Stretch of cold temps freeze Lindenwood Lake

It doesn’t happen often, but several-consecutive days of below freezing temperatures following Winter Storm Izzy has frozen Lindenwood Lake on the North Campus of the Highlands Biological Station in January.

Pictured below is an aerial view of Lindenwood lake while frozen.

“Happens 1-3 times a year,” said HBS Associate Director Jason Love. “I’ve heard that it happened more often in the past and would stay iced over for a longer duration, and the ice would be thick enough to walk on.”

Aerial view of a frozen Lindenwood Lake with Satulah Mountain in the background.

Lindenwood Lake is a few acres in size and relatively shallow, only approx. 8-feet deep at its lowest point.

Looking down at Lindenwood Lake near the teaching pavilillion.

Love said animals that use the Lake as a source of food will find a spot that is not frozen over, or will seek out another lake entirely.

Frozen Lindenwood Lake and teaching pavillion.

Harris Lake is located near Lindenwood Lake and also in Highlands. Harris Lake did not completely freeze, leaving just enough unfrozen area for the ducks that call the lake their home access to food.

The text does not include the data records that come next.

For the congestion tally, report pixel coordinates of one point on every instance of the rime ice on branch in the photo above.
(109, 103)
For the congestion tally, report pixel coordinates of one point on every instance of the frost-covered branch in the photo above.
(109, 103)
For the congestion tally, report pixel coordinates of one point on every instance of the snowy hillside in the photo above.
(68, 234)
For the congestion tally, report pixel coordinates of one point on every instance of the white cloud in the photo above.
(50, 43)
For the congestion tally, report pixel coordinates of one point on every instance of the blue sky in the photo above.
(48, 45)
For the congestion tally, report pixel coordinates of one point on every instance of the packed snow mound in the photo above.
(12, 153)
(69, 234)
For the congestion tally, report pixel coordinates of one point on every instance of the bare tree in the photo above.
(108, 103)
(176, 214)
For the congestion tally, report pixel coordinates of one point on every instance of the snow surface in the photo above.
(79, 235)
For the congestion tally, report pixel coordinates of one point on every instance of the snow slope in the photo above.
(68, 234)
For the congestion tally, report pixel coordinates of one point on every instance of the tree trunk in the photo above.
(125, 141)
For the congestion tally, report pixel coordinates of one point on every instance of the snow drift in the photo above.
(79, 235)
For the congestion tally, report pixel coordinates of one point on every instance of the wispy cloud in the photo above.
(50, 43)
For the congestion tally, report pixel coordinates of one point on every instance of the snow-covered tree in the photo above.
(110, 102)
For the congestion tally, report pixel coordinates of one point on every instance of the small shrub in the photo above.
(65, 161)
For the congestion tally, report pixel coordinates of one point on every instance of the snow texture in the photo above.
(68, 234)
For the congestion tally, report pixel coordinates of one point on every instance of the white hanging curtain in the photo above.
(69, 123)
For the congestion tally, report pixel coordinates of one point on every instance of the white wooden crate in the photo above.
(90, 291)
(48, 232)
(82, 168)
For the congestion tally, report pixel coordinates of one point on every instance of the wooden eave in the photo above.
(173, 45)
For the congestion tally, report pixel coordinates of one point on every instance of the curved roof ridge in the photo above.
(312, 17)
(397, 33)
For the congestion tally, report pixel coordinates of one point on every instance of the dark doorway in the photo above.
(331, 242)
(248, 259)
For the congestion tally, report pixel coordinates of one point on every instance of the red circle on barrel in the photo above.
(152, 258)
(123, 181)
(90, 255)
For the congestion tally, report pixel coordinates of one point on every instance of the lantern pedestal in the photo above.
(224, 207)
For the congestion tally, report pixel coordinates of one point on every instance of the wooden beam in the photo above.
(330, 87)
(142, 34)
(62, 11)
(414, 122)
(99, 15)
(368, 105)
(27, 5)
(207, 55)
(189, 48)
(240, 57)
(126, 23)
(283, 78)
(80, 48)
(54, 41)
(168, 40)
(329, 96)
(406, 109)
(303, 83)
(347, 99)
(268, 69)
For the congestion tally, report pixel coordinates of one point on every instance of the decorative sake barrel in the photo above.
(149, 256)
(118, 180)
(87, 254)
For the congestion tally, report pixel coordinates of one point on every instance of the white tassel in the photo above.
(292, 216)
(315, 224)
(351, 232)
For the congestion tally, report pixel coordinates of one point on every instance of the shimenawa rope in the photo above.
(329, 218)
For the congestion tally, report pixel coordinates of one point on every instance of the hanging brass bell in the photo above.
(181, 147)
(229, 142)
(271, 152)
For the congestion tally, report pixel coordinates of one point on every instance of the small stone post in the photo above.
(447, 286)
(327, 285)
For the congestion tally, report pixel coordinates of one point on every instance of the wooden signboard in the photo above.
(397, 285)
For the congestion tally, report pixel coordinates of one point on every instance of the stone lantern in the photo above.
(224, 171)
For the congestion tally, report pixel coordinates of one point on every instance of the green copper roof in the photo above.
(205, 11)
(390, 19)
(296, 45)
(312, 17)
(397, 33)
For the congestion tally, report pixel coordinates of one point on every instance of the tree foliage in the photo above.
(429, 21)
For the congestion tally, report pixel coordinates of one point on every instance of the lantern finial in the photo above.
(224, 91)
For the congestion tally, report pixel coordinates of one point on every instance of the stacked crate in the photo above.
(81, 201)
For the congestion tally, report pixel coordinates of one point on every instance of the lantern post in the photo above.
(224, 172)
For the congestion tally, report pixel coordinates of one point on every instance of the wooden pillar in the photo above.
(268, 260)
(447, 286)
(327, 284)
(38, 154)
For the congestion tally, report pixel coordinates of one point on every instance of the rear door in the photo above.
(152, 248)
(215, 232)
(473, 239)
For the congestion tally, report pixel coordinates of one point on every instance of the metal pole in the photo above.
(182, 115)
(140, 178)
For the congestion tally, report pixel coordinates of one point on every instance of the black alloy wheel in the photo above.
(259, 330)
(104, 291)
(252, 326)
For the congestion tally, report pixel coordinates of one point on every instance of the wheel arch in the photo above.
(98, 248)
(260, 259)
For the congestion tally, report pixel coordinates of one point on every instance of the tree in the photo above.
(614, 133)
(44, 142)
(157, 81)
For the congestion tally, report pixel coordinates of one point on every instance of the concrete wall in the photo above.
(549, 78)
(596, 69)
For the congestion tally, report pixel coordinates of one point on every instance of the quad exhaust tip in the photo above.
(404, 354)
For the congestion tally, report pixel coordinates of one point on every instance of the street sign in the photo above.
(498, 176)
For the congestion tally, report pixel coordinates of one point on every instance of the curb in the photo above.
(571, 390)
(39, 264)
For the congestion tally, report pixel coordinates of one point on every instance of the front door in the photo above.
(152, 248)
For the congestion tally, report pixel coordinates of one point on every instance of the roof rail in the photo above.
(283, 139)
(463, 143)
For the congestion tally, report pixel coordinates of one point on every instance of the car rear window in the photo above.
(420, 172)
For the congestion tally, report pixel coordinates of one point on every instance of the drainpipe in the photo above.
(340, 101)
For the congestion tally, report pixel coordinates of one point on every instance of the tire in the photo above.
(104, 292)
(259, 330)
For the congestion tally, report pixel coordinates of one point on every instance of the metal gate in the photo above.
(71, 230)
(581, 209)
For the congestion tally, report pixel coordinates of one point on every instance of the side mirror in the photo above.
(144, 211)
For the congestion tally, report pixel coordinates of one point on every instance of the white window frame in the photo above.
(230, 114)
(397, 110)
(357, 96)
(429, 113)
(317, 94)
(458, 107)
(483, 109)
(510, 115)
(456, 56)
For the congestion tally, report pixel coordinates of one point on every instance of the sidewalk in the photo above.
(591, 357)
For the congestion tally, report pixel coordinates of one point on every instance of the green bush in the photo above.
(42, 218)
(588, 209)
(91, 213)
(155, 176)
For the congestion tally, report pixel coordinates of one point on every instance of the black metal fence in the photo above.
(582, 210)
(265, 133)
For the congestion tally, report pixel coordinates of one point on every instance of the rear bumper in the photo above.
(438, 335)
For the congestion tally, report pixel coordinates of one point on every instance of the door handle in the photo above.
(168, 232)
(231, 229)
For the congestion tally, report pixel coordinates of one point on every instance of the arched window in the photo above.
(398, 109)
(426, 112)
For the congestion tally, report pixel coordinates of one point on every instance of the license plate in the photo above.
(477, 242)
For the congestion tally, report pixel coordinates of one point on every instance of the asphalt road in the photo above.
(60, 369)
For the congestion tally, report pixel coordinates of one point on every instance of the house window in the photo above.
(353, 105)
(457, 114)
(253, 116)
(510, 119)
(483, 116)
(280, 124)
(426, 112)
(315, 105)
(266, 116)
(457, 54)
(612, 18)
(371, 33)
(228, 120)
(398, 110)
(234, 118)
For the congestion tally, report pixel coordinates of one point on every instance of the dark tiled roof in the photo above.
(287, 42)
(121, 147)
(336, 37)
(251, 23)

Ducks at Harris Lake gather in the one area of the lake that remains unfrozen.

“They used to ice skate on Harris Lake, but I’ve been told it hasn’t frozen over like it used to in the past, warmer winters,” said Love.

Love added that Lindenwood Lake was created in the early 1900s and is well over 100 years old.

Lindenwood Lake on the North Campus of the Highlands Biological Station.